I’d like to repeat the many words of appreciation made by others about how far this plan has come from previous 5 year Housing Plans. As an example, we noted that in the 2019-2023 plan, the words segregation, race, equity and equitable were used 5, 4, 4 and 8 times respectively. In the 2014-2018 plan, they were used 0, 0, 0 and 0 times respectively. I note this because acknowledgement matters. Acknowledgement of both history and present day matters.
[We] encourage this body and the next administration to revisit this budget and adequately fund our housing needs, because budgets reflect our values.
However we also do have strong reservations about what is lacking from this plan, specifically that staff of the new Department of Housing need more resources to carry out their mandate. Our recent analysis with the Center for Tax and Budget Accountability found that the city spends 3/10 of 1 percent of its budget on affordable housing.
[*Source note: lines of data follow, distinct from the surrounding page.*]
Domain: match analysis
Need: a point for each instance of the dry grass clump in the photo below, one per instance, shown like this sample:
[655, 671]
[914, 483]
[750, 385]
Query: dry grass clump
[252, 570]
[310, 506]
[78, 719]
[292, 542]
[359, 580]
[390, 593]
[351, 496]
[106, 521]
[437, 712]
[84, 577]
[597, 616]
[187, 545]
While the city argued for different numbers, if we use their figures we still only get to 1.5 percent.
As the Chicago Rehab Network and others have argued, we lost an opportunity over the past decade as we lowered corporate fund contributions to affordable housing to keep the housing budget level rather than increasing it or even holding corporate contributions steady to keep pace with needs.
We need more sources of affordable housing at the local level. One way to do so is to return to former levels of corporate contributions, another is through a graduated real estate transfer tax. We modeled that this new tax would generate another $150 million in new funds annually, while 95 percent of those in a real estate transactions would actually pay less than they do today. Only the highest value transactions would pay more.
Our reservations about the plan are not a repudiation of the efforts of people in this room, specifically Deputy Commissioner Simpkins and his staff who I know to be deeply committed to affordable housing. It is to encourage this body and the next administration to revisit this budget and adequately fund our housing needs, because budgets reflect our values. Finally, all plans of this magnitude should be guided by a racial equity framework.